Rating: Summary: Quirky Characters With a Dash of Southern Humor Review: Quite often, opening lines of a book may beckon to a reader and hold onto them for the duration of the book. As an avid reader I couldn't help but feel this way when I read the following opening lines from Big Stone Gap by Adiana Trigiani, "This weekend will be a good weekend for reading." And I felt my fingers skipping to turn the pages and begin reading more of this book. Now that I've finished the novel by Ms. Trigiani , I too must add my kudos along with the many other readers who have also recommended and enjoyed this title. Like the authors Fannie Flagg and Rebecca Wells, Ms. Trigiani has assembled a cast of Southern characters who are homespun, fun loving and just quirky enough to appeal to reading audiences everywhere. Ave Marie Mulligan at 35 is an unmarried pharmacist in Big Stone Gap, Virginia. The product of an Italian mother and Scotch Irish father, who died some years before has come to accept her father's cruelty when she was younger. She also has come to accept that her life most likely will never change either. Running the local pharmacy, which she inherited, making deliveries to the hollers, working with the ambulance squad and directing the Outdoor Drama musical every summer fill her days and years. But when Ava reads a letter from her recently deceased mother, she is left with some revelations and unsettling questions. Now Ava must find out the answers and we as readers fully realize that Ava's life will never be the same again. Ms. Trigiani offers her readers a delightful book which will surely be read and reread by her many fans. And the best part is that once you finished reading Big Stone Gap you can return to the area and people once again by reading the second book in this trilogy, Big Cherry Holler, and the recently published third and last book, Milk Glass Moon. Take it from me, spending time with Ave Marie Mulligan with her friends in Big Stone Gap is a perfect way to spend any weekend.

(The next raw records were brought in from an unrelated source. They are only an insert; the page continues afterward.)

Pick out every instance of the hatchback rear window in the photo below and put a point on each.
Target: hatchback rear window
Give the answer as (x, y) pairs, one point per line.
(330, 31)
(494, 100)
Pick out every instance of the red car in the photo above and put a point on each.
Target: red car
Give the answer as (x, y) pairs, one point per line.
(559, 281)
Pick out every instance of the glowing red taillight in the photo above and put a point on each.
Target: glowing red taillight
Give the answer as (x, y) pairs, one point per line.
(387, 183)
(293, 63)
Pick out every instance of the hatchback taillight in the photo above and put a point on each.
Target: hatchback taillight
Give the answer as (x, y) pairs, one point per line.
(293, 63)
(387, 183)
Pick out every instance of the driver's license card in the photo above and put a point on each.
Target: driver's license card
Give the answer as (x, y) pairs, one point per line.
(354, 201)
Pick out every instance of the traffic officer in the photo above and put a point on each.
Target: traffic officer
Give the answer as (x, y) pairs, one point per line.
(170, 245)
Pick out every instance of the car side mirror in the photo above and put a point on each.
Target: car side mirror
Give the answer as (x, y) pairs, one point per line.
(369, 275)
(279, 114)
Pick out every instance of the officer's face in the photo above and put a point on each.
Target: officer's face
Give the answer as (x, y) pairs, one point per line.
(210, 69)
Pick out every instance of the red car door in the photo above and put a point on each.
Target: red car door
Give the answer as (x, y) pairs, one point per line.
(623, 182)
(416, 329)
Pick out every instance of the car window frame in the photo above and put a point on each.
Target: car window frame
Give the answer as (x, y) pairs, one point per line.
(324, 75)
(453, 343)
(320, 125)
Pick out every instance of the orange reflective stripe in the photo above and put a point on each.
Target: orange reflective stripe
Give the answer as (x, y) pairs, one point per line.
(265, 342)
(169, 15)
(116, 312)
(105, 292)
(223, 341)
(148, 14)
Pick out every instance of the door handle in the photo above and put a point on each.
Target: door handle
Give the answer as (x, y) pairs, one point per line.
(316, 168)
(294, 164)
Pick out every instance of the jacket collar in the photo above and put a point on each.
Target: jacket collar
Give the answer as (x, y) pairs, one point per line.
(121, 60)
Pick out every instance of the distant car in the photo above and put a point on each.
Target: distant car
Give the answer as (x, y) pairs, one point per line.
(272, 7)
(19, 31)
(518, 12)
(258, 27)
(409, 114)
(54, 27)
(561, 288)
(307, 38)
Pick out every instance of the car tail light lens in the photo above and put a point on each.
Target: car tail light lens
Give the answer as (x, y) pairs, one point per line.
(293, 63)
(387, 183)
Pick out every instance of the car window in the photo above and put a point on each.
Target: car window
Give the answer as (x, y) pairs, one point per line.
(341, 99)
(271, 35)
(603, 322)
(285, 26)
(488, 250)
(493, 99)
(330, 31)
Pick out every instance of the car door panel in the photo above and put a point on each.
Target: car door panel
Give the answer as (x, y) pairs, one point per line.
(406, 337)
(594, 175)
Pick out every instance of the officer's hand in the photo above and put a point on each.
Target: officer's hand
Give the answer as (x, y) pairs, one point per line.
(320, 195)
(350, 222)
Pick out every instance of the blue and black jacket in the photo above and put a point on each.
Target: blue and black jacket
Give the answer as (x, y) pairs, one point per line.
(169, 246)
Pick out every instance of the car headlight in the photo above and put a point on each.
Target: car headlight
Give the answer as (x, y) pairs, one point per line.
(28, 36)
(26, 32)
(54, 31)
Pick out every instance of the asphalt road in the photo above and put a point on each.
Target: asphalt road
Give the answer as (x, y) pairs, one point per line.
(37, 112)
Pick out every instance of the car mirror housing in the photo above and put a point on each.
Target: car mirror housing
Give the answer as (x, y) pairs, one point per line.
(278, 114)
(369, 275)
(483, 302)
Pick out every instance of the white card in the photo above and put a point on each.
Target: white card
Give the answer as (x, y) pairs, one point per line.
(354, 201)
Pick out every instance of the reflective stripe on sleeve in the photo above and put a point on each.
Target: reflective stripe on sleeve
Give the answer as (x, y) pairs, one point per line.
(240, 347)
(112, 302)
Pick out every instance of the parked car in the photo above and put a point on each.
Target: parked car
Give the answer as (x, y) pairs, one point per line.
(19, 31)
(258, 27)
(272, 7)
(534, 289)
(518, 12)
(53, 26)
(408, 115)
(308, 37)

Rating: Summary: Great Southern Read Review: I hesitated to buy this because I hate to read books written in the present tense ("I go into the kitchen; he looks out the window...") but I'm a sucker for southern fiction and quirky small towns so I bought it anyway. What a treat! I fell in love with the characters right away and was so happy there was a sequel available. The writing was laugh-out-loud funny and I could feel for Ave Maria's situation. My only complaint was that the chapters are verrry long so I stayed up waaay too late reading because I just couldn't put it down in the middle of one!